On the second Sunday Nga insisted I join her family at church, followed by lunch at a Chinese restaurant in Cholon. I tried to beg off, citing a prior engagement and that I was a Buddhist, but she was most insistent. What she referred to as church, it turned out, was the Roman Catholic Notre-Dame Cathedral Basilica, at the top of Tu Do Street. There, the family had two permanent family pews of their own. I rode by cyclo there, from the villa on Cong Ly Avenue, and met Nga outside. We then entered the Cathedral together. What the other regular worshippers thought, seeing a tall, fair-haired, blue-eyed, foreigner, obviously accompanying the youngest of the Khanh family’s daughters, seated positioned between Nga and her mother, Linh, who was an older version of Nga, in one of the Khanh family’s permanent pews, I have no idea.
It doubtless provided them grist for the fertile gossip mill. What Nga had told her parents about me I do not know either, as they seemed very accepting of my presence. Like Nga, they spoke fluent Vietnamese, English, French, and Cantonese. Additionally, her mother also spoke Hokkien and Hakka. What the Monsignor who conducted the service (which I, not being a Roman Catholic, having no idea of the rituals involved), in Vietnamese and Latin, would have thought, if he had known, that at least two of the worshippers were armed (Nga and I) I, likewise, had no idea. It turned out that he was a lot more observant than I gave him credit for as, some weeks later, he discreetly approached Nga and I, after one Sunday morning’s Mass, and asked if it was really necessary that we carry guns (his word) in church. We politely told him that no, whilst it might not be necessary to carry them in church, it most certainly was necessary that we carry them, the moment we stepped outside the doors.

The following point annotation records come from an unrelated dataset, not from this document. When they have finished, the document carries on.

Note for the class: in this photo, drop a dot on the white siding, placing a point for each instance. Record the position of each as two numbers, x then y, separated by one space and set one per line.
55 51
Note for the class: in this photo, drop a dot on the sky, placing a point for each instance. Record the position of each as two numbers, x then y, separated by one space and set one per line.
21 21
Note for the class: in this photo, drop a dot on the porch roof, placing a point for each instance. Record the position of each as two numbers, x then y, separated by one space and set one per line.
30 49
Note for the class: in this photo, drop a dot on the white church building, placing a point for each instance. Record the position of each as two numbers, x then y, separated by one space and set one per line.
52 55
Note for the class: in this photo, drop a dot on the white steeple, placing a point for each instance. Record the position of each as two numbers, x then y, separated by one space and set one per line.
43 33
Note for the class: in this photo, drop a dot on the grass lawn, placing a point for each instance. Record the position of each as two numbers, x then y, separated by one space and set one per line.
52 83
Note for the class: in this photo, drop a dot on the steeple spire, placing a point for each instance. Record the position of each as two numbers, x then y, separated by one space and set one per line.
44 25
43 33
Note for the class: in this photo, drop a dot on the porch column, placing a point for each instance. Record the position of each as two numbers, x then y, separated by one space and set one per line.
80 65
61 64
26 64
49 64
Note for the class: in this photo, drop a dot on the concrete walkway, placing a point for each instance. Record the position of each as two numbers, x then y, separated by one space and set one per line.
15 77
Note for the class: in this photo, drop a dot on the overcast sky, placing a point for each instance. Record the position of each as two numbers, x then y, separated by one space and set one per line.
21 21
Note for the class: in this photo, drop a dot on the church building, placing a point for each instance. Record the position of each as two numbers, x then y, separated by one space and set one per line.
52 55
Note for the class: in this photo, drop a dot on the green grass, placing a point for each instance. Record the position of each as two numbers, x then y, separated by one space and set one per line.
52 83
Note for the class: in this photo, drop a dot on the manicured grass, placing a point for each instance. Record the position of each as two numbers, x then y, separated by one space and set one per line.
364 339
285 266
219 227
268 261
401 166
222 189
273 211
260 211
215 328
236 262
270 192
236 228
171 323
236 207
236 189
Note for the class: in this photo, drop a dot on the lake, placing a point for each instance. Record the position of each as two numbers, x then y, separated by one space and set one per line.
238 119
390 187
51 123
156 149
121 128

Following the service, Nga’s father insisted that I travel with him, his wife, and Nga, in their chauffeur-driven car to Cholon. When Nga insisted that I had to join her, and her parents, for lunch after church I was expecting that there would be just the four of us. Not so. When we arrived at the restaurant I found that the family had a very large, private, the dining room reserved and that, in addition to Nga and her parents, there were also the dozen or so family members who had been at the Cathedral earlier, plus a couple of dozen or so more who had not, in attendance. This was only the adults. There were numerous children and teenagers, who remained uncounted, the youngest of whom were running about everywhere. The lunch, comprising numerous courses and dishes, which stretched into the mid to late afternoon, was very pleasant. Everybody appeared to enjoy themselves, and it was obvious that this was a regular family occurrence. Nobody appeared to be surprised by my presence or, if they were, they were too polite to mention it. The one thing that was studiously avoided, however, by everyone, was any mention, or discussion, of Nga’s and my line of work. After lunch I politely declined Nga’s father’s generous offer of his car, to transport me back to the city, and insisted on taking a taxi instead.
All too soon though, the days of relaxation were over, and we had to return to work. It was surprising how good one felt, even after this short time, following the intense pressure of the past couple of months.